IP providers want to make sure any contract spells out precisely who gets to see the IP in the licensing company, how it will be used and how many times. And they want to know how the licensee will protect the confidentiality of the IP from other engineers within its own company and from its partners. "If I license a process to you for one product, what's to keep you from using it in another," says Schlacte. "We want to know to what degree our technology is fire-walled from the customer's other projects."

One way to speed up contract negotiations is to move on parallel tracks with business, evaluation and contract issues. One of Improv's best experiences came when a customer agreed to have the technology discussions, business discussions and legal discussions concurrently. It helped that the customer was a smaller company, had a clear product in mind with a specific and narrow market window, says Ussery.

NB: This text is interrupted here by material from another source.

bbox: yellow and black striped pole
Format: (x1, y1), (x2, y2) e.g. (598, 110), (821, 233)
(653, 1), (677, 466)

Improv demonstrated the technology. The customer liked it. Improv sent its standard contract to the customer's lawyers to get started, and began to evaluate the IP with the customer for its particular use. "We did the deal in six weeks," he says. Ussery says the IP acquisition industry needs more examples like this. One reason it doesn't have them, he believes, is the legal department of a large acquiring company typically doesn't want to see a contract until all the technical, engineering and pricing bugs are worked out.

In us we must trust

No matter how much attention two parties pay to dotting all the "i's" and crossing all "t's" in the contract, at some point-if the partnership is to work--they must move ahead. The irony, says Schlacte is "you examine all the things you don't trust about each other, then you just go ahead and trust each other." If he really didn't trust the other party, he probably would have walked away long before he got to the contract negotiations, he says.

Some providers believe formulating long-term partnerships is the real key to success in the IP business. Schlacte typically won't do a license as a one-time deal. The first license always takes the most time, and subsequent deals with the same customer can be quickly reached, he says. This puts a premium on building relationships that will last and the customer will use the providers IP cores on future projects.

No one believes the IP core licensing model is going away. On the contrary, it is becoming ever more important to the industry. But because the model is still immature there have been, and will continue to be, problems. None of the people interviewed for this article are put off by their own occasional bad experiences, and they all have plenty of positive experiences to keep them in the game. Despite the fact that all of them had faced some challenges in the past, all of them are optimistic that the model can evolve into a smoother operating effort.

Going forward, the best chances for long-term success would appear to lie with those licensees and licensors who build close partnerships that will yield results across many projects over several years. To do so requires a lot of trust, and it takes time to build trust. "Trust is a big issue," says analyst Tully. "But somehow, trust has to play a much bigger part in these deals than it does now."